Is your baby in the right position?
It may be that there is a very good reason why you have not gone into spontaneous labour so far. If your baby is not in a good position to pass through your pelvis, then it may not be exerting enough pressure on your cervix to trigger labour. The ideal position for labour is with the occiput - the back of the baby's head - towards the front ('occiput anterior' or OA). The position is normally further described according to which side the baby is leaning towards, ie Left Occiput Anterior or LOA when the occiput and back is towards your left side, which is most common, and Right Occiput Anterior or ROA when the baby's occiput and back is towards your right side.
As well as the baby's position being 'anterior', the baby's chin should be tucked down on its chest so that the occiput is nearest to your cervix. This ensures that the baby's head has the best chance of fitting through your pelvis. Babies normally try to get themselves into this 'ideal' position for birth, but sometimes they may take their time doing so.

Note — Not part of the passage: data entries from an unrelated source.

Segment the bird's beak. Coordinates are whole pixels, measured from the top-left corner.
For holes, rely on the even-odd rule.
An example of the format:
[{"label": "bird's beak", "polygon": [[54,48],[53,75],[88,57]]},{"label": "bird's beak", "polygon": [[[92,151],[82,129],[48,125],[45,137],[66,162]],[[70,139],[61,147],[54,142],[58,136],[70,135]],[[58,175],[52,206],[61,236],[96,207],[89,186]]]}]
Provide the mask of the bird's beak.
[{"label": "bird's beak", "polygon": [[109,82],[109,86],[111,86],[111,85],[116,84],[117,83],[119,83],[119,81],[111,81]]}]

If your baby is in the occiput posterior position (facing outwards, its back against your spine) then you may not go into spontaneous labour until it has moved around to face the other way. There is a very good reason for this - labour with the baby in the posterior position may be harder than usual for first-time mothers (although often no problem if this is not your first baby), and vaginal birth is sometimes impossible as the baby's head may get stuck as it attempts to turn in your pelvis. For more information, see 'Get your baby lined up'.
Similarly, if your baby is positioned so that its face, forehead or ear is nearest to your cervix at the moment, then vaginal birth could be very difficult or impossible, and labour will often not start on its own until the baby has moved.
If you are induced when the baby is malpresented, then the result could be a very difficult labour or a caesarean section. This is one of the reasons why many women prefer to avoid induction - we usually just don't know why labour hasn't started yet, and there may be a very good reason for it.
If you are considering induction, you can first of all ask your midwife to check your baby's position, and do so yourself (see 'Get your baby lined up'). It is not possible to identify all malpresentations before labour, and some babies start labour in a good position and then decide to move to a worse one! However, you should at least be able to check whether your baby is anterior or posterior.
ITS YOUR CHOICE
Essentially, its youre body, and your choice. Arming yourself with as many of the facts and research as possible can help you make an informed decision, and make the right choice for you and your baby. It can also make those awkward discussions with medical care-givers A LOT EASIER when you know the facts risks and benefits of what you are proposing.